The China of Winnie's childhood was one in which the West and its influences were already beginning to permeate, and these influences were often thought of as negative. Winnie's mother is criticized for her "Western thought," and her "anti-Confucius" learning at the missionary school. And yet, there are others who embrace the West in some ways. Winnie's uncle, for instance, has built an entire section of his house modeled after the West and has also taken on Western "hobbies" such as gardening. But he will give-up on these hobbies one by one. There are also the English biscuits that Winnie and her mother so loved and the face powder that Peanut lathers onto her face, mimicking the look in magazines. And so, the mixture that exists in Pearl's life is not altogether foreign to Winnie, who lived with a mixture as well. In other words, whereas Pearl lives in an America filled with Chinese influence, Winnie lived in a China filled with American/English influences.
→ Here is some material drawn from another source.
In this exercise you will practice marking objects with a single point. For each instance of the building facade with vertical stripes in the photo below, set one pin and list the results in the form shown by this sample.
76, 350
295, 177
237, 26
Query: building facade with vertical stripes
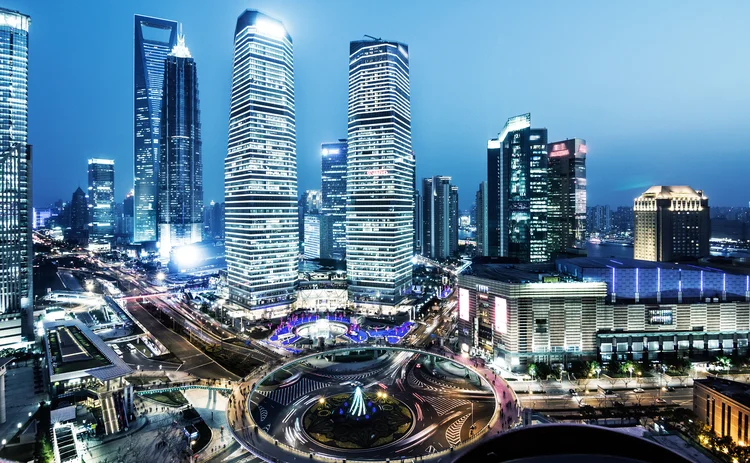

It is because of Western influences that the symbol of the greenhouse arises. The greenhouse is where all the unwanted implements of Uncle's abandoned hobbies are left. It is where all the storage and the refuse goes, and it is also where Winnie, who herself feels unwanted, goes to find solace and to be in solitude. The place is a double metaphor because, while the greenhouse is a place for growth, it is also one in which people have stopped caring for and nurturing. In fact, the flowers that grow there, like Winnie, will have to learn to grow on their own. It also foreshadows where Winnie will eventually end up. As a symbol of Western influence, Winnie's time in the greenhouse signals her forthcoming immigration to America, much later in her life.
Finally, there is the storytelling aspect that arises out of this chapter. As Winnie tells her story to her daughter within the novel, Amy Tan is combining storytelling traditions in order to tell her story. She is combining the traditional gong gu tsai or "talk-story" with the form of the novel, which is, in itself a Western form. The talk-story is a combination of different genres within the Chinese tradition, which combines narrative with vernacular. The stories are crafted as a combination of myth, folklore, comedy, tragedy, allegory, and traditional narration. English becomes the language in which it is told, but even within this English language there are signs of an ethnic mixture that can be traced alongside the accents with which this English is spoken. This is further evidence of one of the threads that unite the book: the mixture of east and west that permeates the lives of the characters as well as that of the author.